C’est l’affiche dont rêvait bon nombre d’amateurs de football, depuis des décennies déjà, raison pour laquelle les Sénégalais attendent ce match Brésil – Sénégal avec impatience. Rien que le nom de ces deux grandes sélections, citées ensemble fait frémir de plaisir. Le simple fait d’imaginer le duel à distance qui opposera le numéro 10 des « Lions » Sadio Mané au phénomène Brésilien, Neymar Jr, donne un cachet exceptionnel à ce match « amical. »

En effet, cette rencontre prévue le 10 octobre prochain à Singapour, en Asie, revêt certes un aspect marketing indéniable, mais à y voir de plus près, il apparait clairement que le choix du Brésil, porté sur le Sénégal (Actuel n°1 Africain au classement FIFA, vice-champion d’Afrique de la CAN 2019) n’est pas fortuit.
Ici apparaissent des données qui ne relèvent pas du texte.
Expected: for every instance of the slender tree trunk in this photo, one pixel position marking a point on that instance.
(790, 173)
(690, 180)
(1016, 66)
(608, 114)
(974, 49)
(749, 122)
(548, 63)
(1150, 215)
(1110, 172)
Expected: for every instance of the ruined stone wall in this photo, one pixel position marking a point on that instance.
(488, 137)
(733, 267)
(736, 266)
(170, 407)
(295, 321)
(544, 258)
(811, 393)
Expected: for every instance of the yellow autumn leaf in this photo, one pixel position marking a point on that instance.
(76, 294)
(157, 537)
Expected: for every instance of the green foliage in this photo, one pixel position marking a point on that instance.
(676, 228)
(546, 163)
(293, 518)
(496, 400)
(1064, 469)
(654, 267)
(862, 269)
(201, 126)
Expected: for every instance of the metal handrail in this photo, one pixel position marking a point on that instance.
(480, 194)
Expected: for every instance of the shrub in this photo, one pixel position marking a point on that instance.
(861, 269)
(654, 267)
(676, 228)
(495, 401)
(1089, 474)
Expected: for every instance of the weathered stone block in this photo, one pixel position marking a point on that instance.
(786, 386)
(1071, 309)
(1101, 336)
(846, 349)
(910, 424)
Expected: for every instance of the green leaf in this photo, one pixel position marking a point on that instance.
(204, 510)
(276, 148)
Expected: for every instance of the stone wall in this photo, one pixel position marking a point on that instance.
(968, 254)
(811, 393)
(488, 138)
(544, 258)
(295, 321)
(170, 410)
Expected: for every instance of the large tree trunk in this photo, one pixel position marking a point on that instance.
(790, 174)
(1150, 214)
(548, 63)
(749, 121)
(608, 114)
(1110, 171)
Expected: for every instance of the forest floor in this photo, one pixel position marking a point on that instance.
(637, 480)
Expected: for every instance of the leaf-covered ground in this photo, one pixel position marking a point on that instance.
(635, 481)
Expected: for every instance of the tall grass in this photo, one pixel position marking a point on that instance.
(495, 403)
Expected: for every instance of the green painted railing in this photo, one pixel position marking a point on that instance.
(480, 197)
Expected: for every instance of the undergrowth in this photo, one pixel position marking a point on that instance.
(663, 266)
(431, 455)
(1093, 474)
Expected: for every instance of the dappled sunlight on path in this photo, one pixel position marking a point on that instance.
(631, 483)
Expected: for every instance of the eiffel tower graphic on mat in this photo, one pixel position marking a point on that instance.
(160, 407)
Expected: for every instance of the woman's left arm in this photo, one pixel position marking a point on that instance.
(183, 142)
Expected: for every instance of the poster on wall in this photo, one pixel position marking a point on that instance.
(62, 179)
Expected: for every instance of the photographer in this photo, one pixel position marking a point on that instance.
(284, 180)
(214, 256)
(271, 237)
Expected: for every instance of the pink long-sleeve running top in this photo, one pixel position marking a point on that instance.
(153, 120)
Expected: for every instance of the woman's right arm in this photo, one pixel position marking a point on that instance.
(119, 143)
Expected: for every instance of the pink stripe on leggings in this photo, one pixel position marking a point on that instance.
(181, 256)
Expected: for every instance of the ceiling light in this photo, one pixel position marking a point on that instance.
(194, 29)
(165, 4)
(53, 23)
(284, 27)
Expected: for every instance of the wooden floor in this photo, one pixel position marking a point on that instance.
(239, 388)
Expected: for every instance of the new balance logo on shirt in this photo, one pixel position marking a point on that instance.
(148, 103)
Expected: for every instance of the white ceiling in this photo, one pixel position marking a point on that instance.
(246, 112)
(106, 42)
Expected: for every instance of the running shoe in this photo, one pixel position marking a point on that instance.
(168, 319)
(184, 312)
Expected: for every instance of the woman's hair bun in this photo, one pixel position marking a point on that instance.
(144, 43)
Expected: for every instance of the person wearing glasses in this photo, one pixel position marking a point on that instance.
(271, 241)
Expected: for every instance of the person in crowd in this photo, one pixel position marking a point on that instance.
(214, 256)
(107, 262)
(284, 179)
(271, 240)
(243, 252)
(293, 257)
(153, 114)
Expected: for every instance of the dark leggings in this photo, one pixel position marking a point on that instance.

Il conviendra également de préciser qu’en plus des 300 millions de FCFA que devrait toucher la fédération Sénégalaise de football (FSF), le Sénégal aura durant 90 minutes, la chance de se mesurer à une référence mondiale, d’avoir un bref aperçu sur son standing sur l’échiquier du foot planétaire. Tout cela entre autres considérations à prendre en compte avant, mais également au cours de la partie jusqu’à la fin de ce duel dont les véritables tenants et aboutissants, sont à chercher sur, et en dehors de la pelouse.

Depuis le Danemark en 1977, et la France en 2002, les « Lions » chassent un top « Sparring Partner »

Un bref coup d’œil sur les matches amicaux disputés par l’équipe nationale de football du Sénégal permet de constater que les « lions » n’ont pas encore eu l’opportunité de se frotter à de grandes nations de football que ce soit en match officiel ou en amical. Mis à part la coupe du monde 2002, où le Sénégal qui découvrait les joies d’un mondial de foot, avait croisé en 2002, la France, championne du monde en titre à l’époque, le Danemark (croisé à trois reprises par le Sénégal le 2 février 1977 en amical, (3-2, pour les Danois) à Kaolack, puis lors du mondial 2002 et en 2010 en amical), la Suède de Larsson, L’Uruguay et la Turquie des équipes considérées comme étant « fortes » en ces temps-là, il faudra attendre la coupe du monde 2018 pour voir le Sénégal se jauger à des « Grands » d’Europe, d’abord en match de préparation contre la Croatie (2-1, le 8 Juin 2018), avant de se mesurer à la Pologne, le Japon puis la Colombie de Falcao lors des phases de groupes. Tout cela pour dire, si besoin en était, que l’actuelle fédération Sénégalaise de football (FSF), tient un gros morceau, un quintuple champion du monde, avec des « Top players. »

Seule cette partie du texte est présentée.